See Nick Griffin defend neo-Nazi terroristsDoes rising electoral support for racist parties like the BNP lead to more racial violence?
The conviction [last] week of Neil Lewington, a neo-Nazi who planned a terror campaign in Britain, certainly raises that question.
Lewington is one of the nastiest (if crack-pot) potential neo-Nazi terrorists in recent history. In his summing up, the Judge said Lewington’s terrorist actions were “designed to intimidate non-white people … for the purpose of pursuing the ideological cause of white supremacy and neo-fascism, albeit in a rather unsophisticated way.” In Lewington’s bedroom police found a nail bomb factory and a notebook entitled “Waffen SS UK Members’ Handbook”.

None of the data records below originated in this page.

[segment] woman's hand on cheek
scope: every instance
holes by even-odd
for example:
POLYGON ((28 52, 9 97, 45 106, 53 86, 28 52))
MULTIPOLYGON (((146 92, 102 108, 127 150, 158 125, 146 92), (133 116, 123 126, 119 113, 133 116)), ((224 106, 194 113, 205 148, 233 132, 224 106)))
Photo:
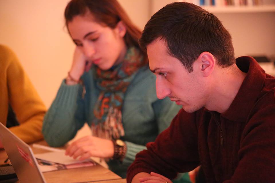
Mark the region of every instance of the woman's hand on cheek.
POLYGON ((85 71, 87 72, 92 65, 91 61, 87 59, 82 51, 78 47, 75 48, 73 60, 70 71, 70 75, 76 80, 78 80, 85 71))
POLYGON ((74 142, 66 150, 65 154, 82 160, 94 156, 109 158, 114 155, 114 145, 110 140, 91 136, 86 136, 74 142))
POLYGON ((143 183, 172 183, 171 180, 160 174, 154 172, 150 174, 151 176, 140 178, 140 181, 143 183))

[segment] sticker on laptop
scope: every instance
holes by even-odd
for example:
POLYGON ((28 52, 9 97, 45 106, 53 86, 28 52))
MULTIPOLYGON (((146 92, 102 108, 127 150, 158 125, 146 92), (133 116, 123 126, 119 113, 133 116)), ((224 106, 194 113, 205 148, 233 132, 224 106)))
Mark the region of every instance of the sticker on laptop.
POLYGON ((18 146, 18 144, 17 144, 16 146, 17 146, 17 148, 18 149, 18 152, 19 152, 19 153, 20 154, 20 155, 23 159, 29 163, 30 165, 34 166, 34 162, 28 154, 25 152, 22 148, 18 146))

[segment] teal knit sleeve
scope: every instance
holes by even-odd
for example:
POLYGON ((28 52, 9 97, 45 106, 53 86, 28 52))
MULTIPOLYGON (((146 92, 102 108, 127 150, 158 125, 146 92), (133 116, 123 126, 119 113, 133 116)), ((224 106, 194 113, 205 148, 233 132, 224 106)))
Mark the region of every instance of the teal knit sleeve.
POLYGON ((84 124, 84 119, 75 117, 77 112, 84 111, 79 109, 83 107, 83 105, 79 104, 82 92, 80 85, 69 85, 64 80, 62 82, 43 123, 42 133, 50 146, 63 146, 84 124))

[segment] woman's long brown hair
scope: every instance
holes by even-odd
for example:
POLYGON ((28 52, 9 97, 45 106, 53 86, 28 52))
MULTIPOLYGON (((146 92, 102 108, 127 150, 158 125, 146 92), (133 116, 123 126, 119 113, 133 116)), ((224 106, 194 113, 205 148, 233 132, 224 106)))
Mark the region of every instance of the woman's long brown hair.
MULTIPOLYGON (((66 7, 64 13, 67 27, 68 23, 75 16, 84 15, 87 13, 91 13, 99 23, 112 29, 121 21, 126 28, 124 39, 127 45, 140 48, 138 40, 141 31, 133 23, 116 0, 72 0, 66 7)), ((145 54, 145 60, 147 57, 147 54, 145 54)))

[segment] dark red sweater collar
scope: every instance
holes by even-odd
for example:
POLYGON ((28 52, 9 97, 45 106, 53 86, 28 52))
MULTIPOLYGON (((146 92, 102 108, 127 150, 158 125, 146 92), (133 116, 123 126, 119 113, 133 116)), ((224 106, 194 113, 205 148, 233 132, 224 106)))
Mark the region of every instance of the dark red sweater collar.
POLYGON ((244 122, 260 94, 266 75, 252 57, 241 57, 236 60, 239 69, 247 74, 229 108, 221 115, 231 121, 244 122))

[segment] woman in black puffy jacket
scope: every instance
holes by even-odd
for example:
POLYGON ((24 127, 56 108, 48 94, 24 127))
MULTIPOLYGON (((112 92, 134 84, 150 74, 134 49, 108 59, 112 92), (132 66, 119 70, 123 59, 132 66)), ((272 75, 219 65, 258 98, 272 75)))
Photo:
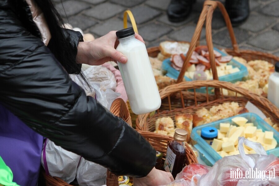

During the trial the court heard about one of Lewington’s inspirations, David Copeland, the Soho nail bomber and former member of the BNP. (Another was Timothy McVeigh, the Oklahoma bomber).
Despite there being no evidence of Lewington’s involvement with the BNP (he appears to have been a lone wolf), his attempt to emulate the likes of Copeland raises the question: does the electoral success of the BNP lead to violent extremism?
The BNP is legitimate political party operating within the law. For that we should be thankful.
It does, however, hold many white supremacist and neo-fascist views which have direct lineage to Oswald Mosley, the German Nazi Party, the American KKK, Roberto Fiore and modern East European extremists like Jobbik. This is particularly true of leadership figures like Nick Griffin MEP, Andrew Brons MEP, Lee Barnes (Legal Director) and Mark Collett (Head of Publicity).
Whilst all parties have their rotten eggs, the BNP has more than its fair share of violent racists. Some like Robert Cottage (who stood as a BNP candidate three times) and Tony Lecomber were BNP activists. Others like Copeland and Mark Bullman (who used a BNP leaflet to light his firebomb) were on the fringe. (More details here).
Certainly the pool of candidates is likely to grow. The election and consequent media promotion of Nick Griffin and Andrew Brons gives a certain level of legitimacy to the BNP and its ideals. This means disaffected people trying to find answers to their worries are more likely to turn to the politics of racism, segregation and intolerance and follow the examples set by the BNP’s high profile leaders and violent members.
And the temperature is likely to increase, particularly if politicians refuse to debate the issues that leave some of the population feeling angry, frustrated and dispossessed. Those issues include immigration, Britishness and joblessness.
Experts on Irish Republicanism and Islamism call this the “conveyor belt” to violence. It is too early for any clear evidence either way. But we fear that the election of a small number of weird, nutty and inadequate politicians legitimises the politics of racism and that, in turn, introduces an element of violence and intimidation to British society that changes the way we do politics forever.